Improve tests by using global_random_seed fixture to make them less seed-sensitive #22827
Description
Context: the new global_random_seed
fixture
#22749 introduces a new global_random_seed
fixture to make it possible to run the same test with any seed between 0 and 99 included. By default, when SKLEARN_TESTS_GLOBAL_RANDOM_SEED
is not set, this fixture is deterministically returning 42 to keep test runs deterministic by default and avoid any unnecessary disruption. However different CI builds set this seed to other arbitrary values (still deterministic) and nightly schedule builds on Azure now use SKLEARN_TESTS_GLOBAL_RANDOM_SEED="any"
to progressively explore any seed on the 0-99 range.
Motivation
The aim of this new fixture is to make sure that we avoid writing tests that artificially depend on a specific value of the random seed and therefore hiding a real mathematical problem in our code unknowingly (see e.g. #21701 (comment)). At the same time we still want to keep the test deterministic and independent of the execution order by default to avoid introducing unnecessary maintenance overhead.
In addition to making the tests insensitive, randomizing those tests with different seeds has the side benefit of making the assertions of those tests robust to small numerical variations that could otherwise stem from other sources such as platform-specific / dependency-specific numerical rounding variations that we do not cover in our existing CI infrastructure.

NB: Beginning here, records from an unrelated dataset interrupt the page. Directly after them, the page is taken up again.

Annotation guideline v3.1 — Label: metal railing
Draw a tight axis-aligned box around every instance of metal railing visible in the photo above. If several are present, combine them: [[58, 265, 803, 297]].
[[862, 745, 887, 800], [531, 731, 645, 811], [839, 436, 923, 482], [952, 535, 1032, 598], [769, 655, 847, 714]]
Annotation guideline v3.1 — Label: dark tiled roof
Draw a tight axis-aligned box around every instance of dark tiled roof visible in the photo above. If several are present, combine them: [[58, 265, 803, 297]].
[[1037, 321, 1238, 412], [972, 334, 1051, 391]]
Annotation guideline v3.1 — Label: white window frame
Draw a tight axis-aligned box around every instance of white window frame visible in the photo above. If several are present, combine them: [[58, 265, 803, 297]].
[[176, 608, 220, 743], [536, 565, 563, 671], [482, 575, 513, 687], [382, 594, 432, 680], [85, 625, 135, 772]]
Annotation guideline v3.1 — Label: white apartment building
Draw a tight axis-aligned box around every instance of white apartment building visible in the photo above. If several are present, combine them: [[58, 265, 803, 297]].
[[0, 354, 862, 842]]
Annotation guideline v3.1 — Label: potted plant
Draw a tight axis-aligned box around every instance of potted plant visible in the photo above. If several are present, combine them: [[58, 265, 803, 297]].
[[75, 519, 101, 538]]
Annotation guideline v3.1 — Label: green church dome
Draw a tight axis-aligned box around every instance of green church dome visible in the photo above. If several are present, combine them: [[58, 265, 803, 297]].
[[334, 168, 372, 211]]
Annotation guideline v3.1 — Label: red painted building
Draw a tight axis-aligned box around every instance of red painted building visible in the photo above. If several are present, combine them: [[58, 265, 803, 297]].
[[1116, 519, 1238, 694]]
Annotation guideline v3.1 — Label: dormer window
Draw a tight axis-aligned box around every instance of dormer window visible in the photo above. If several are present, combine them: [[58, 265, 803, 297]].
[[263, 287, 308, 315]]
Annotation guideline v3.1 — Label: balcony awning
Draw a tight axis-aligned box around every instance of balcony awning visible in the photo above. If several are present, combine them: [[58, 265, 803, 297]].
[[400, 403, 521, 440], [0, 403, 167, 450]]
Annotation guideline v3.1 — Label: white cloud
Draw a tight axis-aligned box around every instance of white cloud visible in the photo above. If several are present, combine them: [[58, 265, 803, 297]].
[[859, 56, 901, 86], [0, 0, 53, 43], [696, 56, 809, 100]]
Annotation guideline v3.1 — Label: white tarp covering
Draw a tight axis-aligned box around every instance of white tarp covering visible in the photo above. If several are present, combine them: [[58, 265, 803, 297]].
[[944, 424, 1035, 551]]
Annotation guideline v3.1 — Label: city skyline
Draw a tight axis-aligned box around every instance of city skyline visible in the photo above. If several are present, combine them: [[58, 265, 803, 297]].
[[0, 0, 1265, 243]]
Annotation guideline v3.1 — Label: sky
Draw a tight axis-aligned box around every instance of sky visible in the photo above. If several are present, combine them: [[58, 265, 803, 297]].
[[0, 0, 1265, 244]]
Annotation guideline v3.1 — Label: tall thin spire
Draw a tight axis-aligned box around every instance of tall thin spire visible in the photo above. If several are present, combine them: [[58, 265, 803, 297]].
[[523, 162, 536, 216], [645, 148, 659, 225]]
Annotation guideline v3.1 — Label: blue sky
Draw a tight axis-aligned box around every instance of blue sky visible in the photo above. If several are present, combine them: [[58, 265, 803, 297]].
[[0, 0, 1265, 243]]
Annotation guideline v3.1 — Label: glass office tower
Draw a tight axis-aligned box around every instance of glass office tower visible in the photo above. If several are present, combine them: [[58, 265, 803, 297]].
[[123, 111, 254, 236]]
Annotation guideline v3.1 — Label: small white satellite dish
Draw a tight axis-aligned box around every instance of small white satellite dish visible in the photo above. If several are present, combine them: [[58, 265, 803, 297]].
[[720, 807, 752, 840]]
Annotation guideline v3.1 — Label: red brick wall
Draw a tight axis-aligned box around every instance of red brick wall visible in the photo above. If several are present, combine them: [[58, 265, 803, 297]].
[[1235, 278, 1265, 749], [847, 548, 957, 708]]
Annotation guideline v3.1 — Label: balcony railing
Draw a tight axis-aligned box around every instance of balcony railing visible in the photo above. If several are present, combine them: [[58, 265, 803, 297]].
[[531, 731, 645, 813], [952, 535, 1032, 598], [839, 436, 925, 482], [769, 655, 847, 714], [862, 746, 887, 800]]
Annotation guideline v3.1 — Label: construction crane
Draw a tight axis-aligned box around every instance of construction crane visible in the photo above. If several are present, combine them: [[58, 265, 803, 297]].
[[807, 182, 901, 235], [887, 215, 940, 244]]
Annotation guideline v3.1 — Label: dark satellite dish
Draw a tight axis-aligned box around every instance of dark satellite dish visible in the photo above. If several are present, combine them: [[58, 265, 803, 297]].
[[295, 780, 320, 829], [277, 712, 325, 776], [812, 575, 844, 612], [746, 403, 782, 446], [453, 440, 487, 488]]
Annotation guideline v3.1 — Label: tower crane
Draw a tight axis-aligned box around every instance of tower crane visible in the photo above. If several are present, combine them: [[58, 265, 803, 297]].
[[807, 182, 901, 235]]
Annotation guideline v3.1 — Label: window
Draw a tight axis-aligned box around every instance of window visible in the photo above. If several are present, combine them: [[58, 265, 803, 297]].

More details about the fixture in the online dev doc for the SKLEARN_TESTS_GLOBAL_RANDOM_SEED
env variable:
https://scikit-learn.org/dev/computing/parallelism.html#environment-variables
Guidelines to convert existing tests
-
We probably do not need to convert all scikit-learn tests to use this fixture. We should instead focus our efforts on tests that actually check for important mathematical properties of our estimators or model evaluation tools. For instance, there is no need to check for the seed-insensitivity of tests that checks for the exception messages raised when passing invalid inputs.
-
To avoid having to review huge PRs that impact many files at once and can lead to conflicts, let's open PRs that edit at most one test file at a time. For instance use a title such as:
TST use global_random_seed in sklearn/_loss/tests/test_glm_distribution.py
-
Please reference
#22827
in the description of the PR and put the full filename of the test file you edit in the title of the PR. -
To convert an existing test with a fixed seed, the general pattern is to rewrite a function such as:
def test_some_function():
rng = np.random.RandomState(0)
...
to:
def test_some_function(global_random_seed):
rng = np.random.RandomState(global_random_seed)
...
and then check that the test function is actually seed-insensitive by running with all seeds between 0 and 99 locally (can be slow! only run for one specific test at a time!):
SKLEARN_TESTS_GLOBAL_RANDOM_SEED="all" pytest sklearn/some_module/test/test_some_module.py -k test_some_function
If this is not the case, the test will probably need to be reworked to find a more stable to way to check the interesting mathematical properties.
-
if the failing assertions are related to the generalization performance of a model, maybe the training set size should be slightly bigger (while keeping the test runtime as fast as possible), or with fewer noisy features or the training should be done with stronger regularization. Or more simply we can relax the tolerance threshold while ensuring it does not become trivial (e.g. by comparing to a trivial baseline);
-
if the failing assertions depend on some regularities of a synthetically generated dataset, making decreasing the noise level of the datasets;
-
some tests might also fail when encountering data that trigger edge cases such as (near-)tied distances between datapoints that make the outcome of computation unstable. Changing the data generation code to significantly decrease the likelihood of those edge case (e.g. by adding more noise to the input features) can help in those cases.
-
Note: in most cases, tweaking the tolerances of the assertions is not the appropriate way to make the tests pass. The first thing to do is try to understand what the test is checking, if the test is correct, if the expectations of the test are realistic. Then if the test seems correct and should pass for all random seed but doesn't, investigate if the estimator or function is bugged. As a last resort, tolerances can be loosened if the test is considered valid but aims to check a statistical property that is highly sensitive to the random seed.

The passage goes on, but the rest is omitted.